ECLI:NL:CRVB:2013:2868
Centrale Raad van Beroep
- Hoger beroep
- Rechtspraak.nl
Beëindiging van Ziektewet-uitkering en geschiktheid voor arbeid als servicemonteur
In deze zaak heeft de Centrale Raad van Beroep op 13 december 2013 uitspraak gedaan in hoger beroep tegen een eerdere uitspraak van de rechtbank ’s-Gravenhage. Appellant, die als servicemonteur werkte, had een Ziektewet-uitkering ontvangen na uitval door klachten na een aanrijding. Het Uitvoeringsinstituut werknemersverzekeringen (Uwv) beëindigde de uitkering per 24 oktober 2011, wat door appellant werd bestreden. De rechtbank verklaarde het beroep ongegrond, en appellant ging in hoger beroep.
Appellant voerde aan dat de rechtbank ten onrechte had geoordeeld dat het onderzoek van het Uwv zorgvuldig was. Hij stelde dat de bezwaarverzekeringsarts de informatie van zijn psycholoog verkeerd had geïnterpreteerd en zijn depressieve klachten had onderschat. Ook meende hij dat de bezwaarverzekeringsarts ten onrechte had geconcludeerd dat er geen relevante lichamelijke klachten waren. Appellant overhandigde medische informatie ter ondersteuning van zijn standpunt, maar de Raad oordeelde dat deze informatie niet relevant was voor de datum in geding.
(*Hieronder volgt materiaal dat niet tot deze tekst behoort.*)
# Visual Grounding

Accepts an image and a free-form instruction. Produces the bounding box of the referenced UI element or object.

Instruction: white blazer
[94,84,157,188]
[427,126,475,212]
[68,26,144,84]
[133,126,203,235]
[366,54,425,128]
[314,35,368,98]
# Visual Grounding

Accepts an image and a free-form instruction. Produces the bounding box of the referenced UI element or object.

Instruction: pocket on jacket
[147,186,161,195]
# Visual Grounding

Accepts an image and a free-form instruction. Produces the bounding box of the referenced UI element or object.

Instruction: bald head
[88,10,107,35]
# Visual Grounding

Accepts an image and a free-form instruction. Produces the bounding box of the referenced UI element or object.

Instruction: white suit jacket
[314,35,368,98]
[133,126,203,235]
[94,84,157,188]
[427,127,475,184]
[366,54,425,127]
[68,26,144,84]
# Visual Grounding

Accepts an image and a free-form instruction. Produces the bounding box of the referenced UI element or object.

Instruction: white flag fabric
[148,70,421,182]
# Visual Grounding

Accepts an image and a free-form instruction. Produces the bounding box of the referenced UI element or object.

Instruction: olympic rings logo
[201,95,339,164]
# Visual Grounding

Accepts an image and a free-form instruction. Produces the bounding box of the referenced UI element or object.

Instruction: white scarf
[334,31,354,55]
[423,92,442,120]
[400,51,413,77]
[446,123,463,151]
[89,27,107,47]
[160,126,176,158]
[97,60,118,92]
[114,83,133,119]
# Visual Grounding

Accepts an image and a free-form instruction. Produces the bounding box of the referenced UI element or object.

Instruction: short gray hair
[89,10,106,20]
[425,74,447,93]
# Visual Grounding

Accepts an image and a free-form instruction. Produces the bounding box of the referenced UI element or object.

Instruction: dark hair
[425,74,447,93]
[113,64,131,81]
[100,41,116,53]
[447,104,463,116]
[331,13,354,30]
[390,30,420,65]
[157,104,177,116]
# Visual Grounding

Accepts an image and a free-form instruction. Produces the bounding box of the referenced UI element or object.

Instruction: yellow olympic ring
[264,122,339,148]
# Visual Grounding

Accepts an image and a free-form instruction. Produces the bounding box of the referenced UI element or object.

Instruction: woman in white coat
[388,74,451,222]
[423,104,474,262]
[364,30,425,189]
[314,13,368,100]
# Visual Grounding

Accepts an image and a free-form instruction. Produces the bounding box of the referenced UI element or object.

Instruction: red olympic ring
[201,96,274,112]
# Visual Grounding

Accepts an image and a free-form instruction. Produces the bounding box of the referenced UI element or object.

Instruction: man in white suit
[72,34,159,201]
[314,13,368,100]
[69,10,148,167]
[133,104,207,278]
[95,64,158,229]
De Raad bevestigde het oordeel van de rechtbank dat de verzekeringsartsen een juist beeld hadden van de aard en zwaarte van het werk van appellant. De rapportages van de (bezwaar)verzekeringsartsen vormden een voldoende medische basis voor de conclusie dat appellant per 24 oktober 2011 geschikt was voor zijn werk. De Raad oordeelde dat er geen reden was om aan de conclusie van de bezwaarverzekeringsarts te twijfelen en dat het hoger beroep niet slaagde. De uitspraak van de rechtbank werd bevestigd, en er werd geen proceskostenveroordeling opgelegd.